Han estado saliendo muchos cascos y lentes de realidad virtual últimamente, los cuales nos prometen nuevas formas de vivir y de relacionarnos con los juegos (y no solo con los juegos), pero estos han despertado un nuevo tema de discusión en cuanto a los mandos con los que jugamos.

¿Acaso es suficiente usar un pad? ¿El mouse y el teclado son suficiente? O ¿Deberíamos buscar algo más allá? Aunque depende de cada persona, parece indicar que todo terminara en lo último. Ya que si los lentes nos acercan a la realidad virtual, el hecho de seguir usando mandos físicos cómo un control o el mouse nos alejan de ellos. #Videojuegos

Por esta razón están desarrollando Gloveone, un tipo de accesorio que está pensado para interactuar con entornos virtuales de una forma distinta, quizás más natural. Esta está siendo desarrollado por NeuroDigital, una empresa española que está ubicada en Almería. Este guante no solamente promete enviar señales de entrada, sino que podremos recibir estímulos que nos harán sentir, es decir, tocar y recibir sensaciones.
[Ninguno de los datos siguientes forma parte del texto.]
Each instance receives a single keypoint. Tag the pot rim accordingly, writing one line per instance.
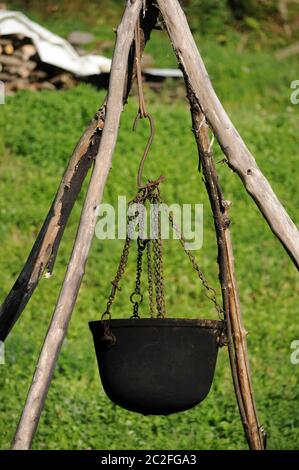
(160, 322)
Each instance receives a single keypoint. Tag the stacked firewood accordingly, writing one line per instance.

En las demostraciones se ve como el dispositivo permite ver, acariciar una superficie, presionar un botón, coger una pelota, todo esto tiene efectos tanto en el mundo virtual como en el mundo real gracias al funcionamiento, a los sensores y a los actuadores que hay distribuidos por todo el guante. Otro detalle importante del Gloveone es que este esta hecho para poder usarse en una sola mano o en ambas. Funciona con Samsung Gear VR, Leap, Oculus Rift y RealSense.


Parece ser que la realidad virtual ha venido para quedarse aunque no fue así en un principio ya que esta tecnología lleva mucho tiempo en desarrollo y hace muchos años pudimos ver experimentos en fases tempranas de desarrollo donde debido a las limitaciones de la tecnología de la época y la poca alfabetización tecnológica el consumidor final no llegó a aceptar. Un claro ejemplo de esto fue la Nintendo Virtual Boy, una especie de cascos de realidad virtual que no funcionaban del todo bien y producían mareos y dolores de cabeza a muchos que la probaban siendo así uno de esos fracasos no muy sonados que confirman lo dicho anteriormente.